6. Die Beschwerdeführerin macht schliesslich geltend, das Versenden der Sticker habe sie im Sinne von Art. 28 ZGB in ihrer Persönlichkeit (Recht am eigenen Bild) verletzt. Da im vorliegenden Fall kein Straftatbestand erfüllt ist (E. 4 und 5), wären allfällige Ansprüche der Beschwerdeführerin wegen Persönlichkeitsverletzung auf dem zivilrechtlichen Weg geltend zu machen (vgl. Art. 122 Abs. 1 StPO).
7.
7.1 Zusammenfassend hat die Beschuldigte kein strafrechtlich relevantes Verhalten gezeigt. Die Jugendanwaltschaft hat das Strafverfahren daher zu Recht eingestellt.

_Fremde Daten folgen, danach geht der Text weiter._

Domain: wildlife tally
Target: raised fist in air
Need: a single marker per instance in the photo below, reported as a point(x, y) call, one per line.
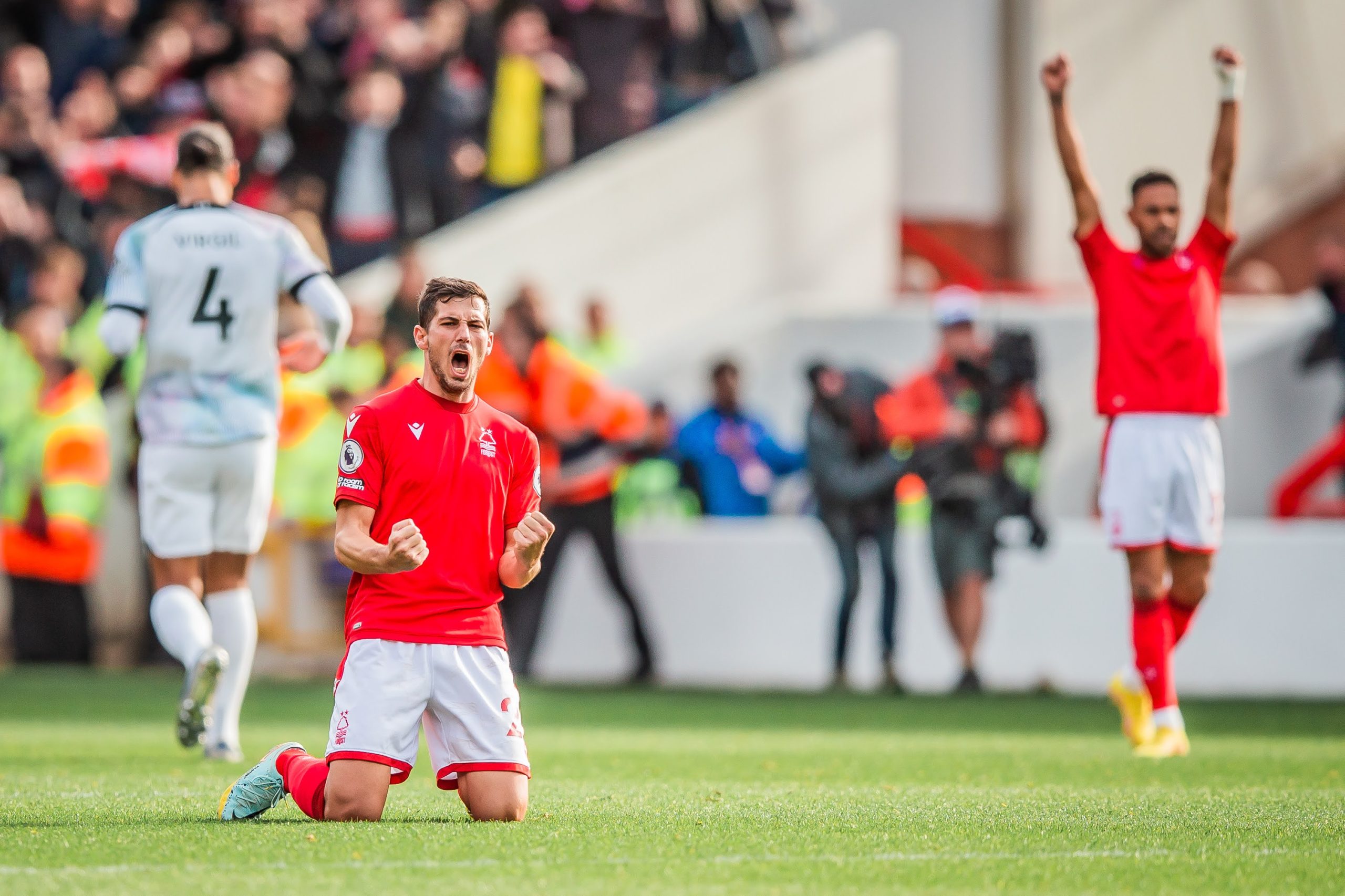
point(1056, 75)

7.2 Bei diesem Ausgang des Verfahrens trägt grundsätzlich die Beschwerdeführerin die Kosten des Beschwerdeverfahrens (Art. 44 Abs. 2 JStPO in Verbindung mit Art. 428 Abs. 1 StPO). Dass die allfälligen Ansprüche der Beschwerdeführerin rein zivilrechtlicher Natur sind, erscheint indessen für juristische Laien – wie die nicht anwaltlich vertretene Beschwerdeführerin – schwer erkennbar. Umständehalber wird daher in Anwendung von § 40 Abs. 1 des Gerichtsgebührenreglements (SG 154.810) auf die Erhebung von Kosten verzichtet.

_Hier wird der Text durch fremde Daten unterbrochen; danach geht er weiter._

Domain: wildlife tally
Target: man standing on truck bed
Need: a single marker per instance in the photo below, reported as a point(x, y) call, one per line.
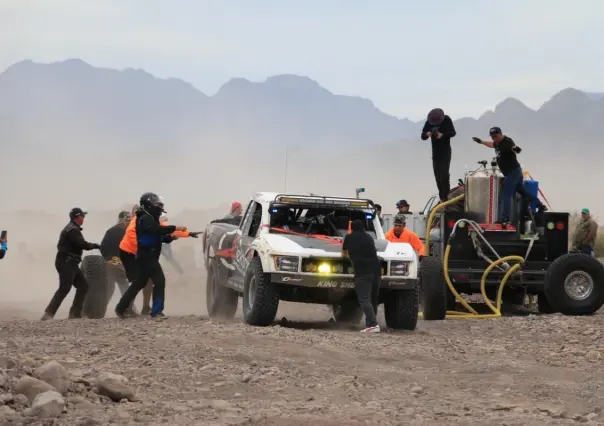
point(360, 248)
point(585, 233)
point(508, 164)
point(69, 255)
point(440, 129)
point(400, 234)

7.3 Der ebenfalls nicht anwaltlich vertretenen Beschuldigten sind keine Aufwände entstanden, sodass ihr keine Entschädigung auszurichten ist.

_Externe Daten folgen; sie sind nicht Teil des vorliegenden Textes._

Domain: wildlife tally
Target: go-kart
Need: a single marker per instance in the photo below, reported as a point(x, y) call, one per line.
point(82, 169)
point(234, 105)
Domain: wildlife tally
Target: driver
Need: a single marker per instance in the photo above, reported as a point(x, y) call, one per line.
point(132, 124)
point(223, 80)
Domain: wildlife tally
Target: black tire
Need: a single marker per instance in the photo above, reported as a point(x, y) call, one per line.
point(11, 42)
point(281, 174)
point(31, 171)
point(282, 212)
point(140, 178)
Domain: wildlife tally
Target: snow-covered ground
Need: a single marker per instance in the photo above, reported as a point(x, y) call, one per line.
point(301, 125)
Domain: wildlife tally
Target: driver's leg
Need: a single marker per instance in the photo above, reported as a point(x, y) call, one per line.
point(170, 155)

Demgemäss erkennt das Appellationsgericht (Einzelgericht):
://: Die Beschwerde wird abgewiesen.
Für das Beschwerdeverfahren werden keine Kosten erhoben.
Mitteilung an:
- Beschwerdeführerin
- Jugendanwaltschaft Basel-Stadt
- Beschuldigte
APPELLATIONSGERICHT BASEL-STADT
Der Präsident Die a.o. Gerichtsschreiberin
lic. iur. Christian Hoenen MLaw Liliane Obrecht
Rechtsmittelbelehrung
Gegen diesen Entscheid kann unter den Voraussetzungen von Art. 78 ff. des Bundesgerichtsgesetzes (BGG) innert 30 Tagen seit schriftlicher Eröffnung Beschwerde in Strafsachen erhoben werden. Die Beschwerdeschrift muss spätestens am letzten Tag der Frist beim Bundesgericht (1000 Lausanne 14) eingereicht oder zu dessen Handen der Schweizerischen Post oder einer diplomatischen oder konsularischen Vertretung der Schweiz im Ausland übergeben werden (Art. 48 Abs. 1 BGG). Für die Anforderungen an den Inhalt der Beschwerdeschrift wird auf Art. 42 BGG verwiesen. Über die Zulässigkeit des Rechtsmittels entscheidet das Bundesgericht.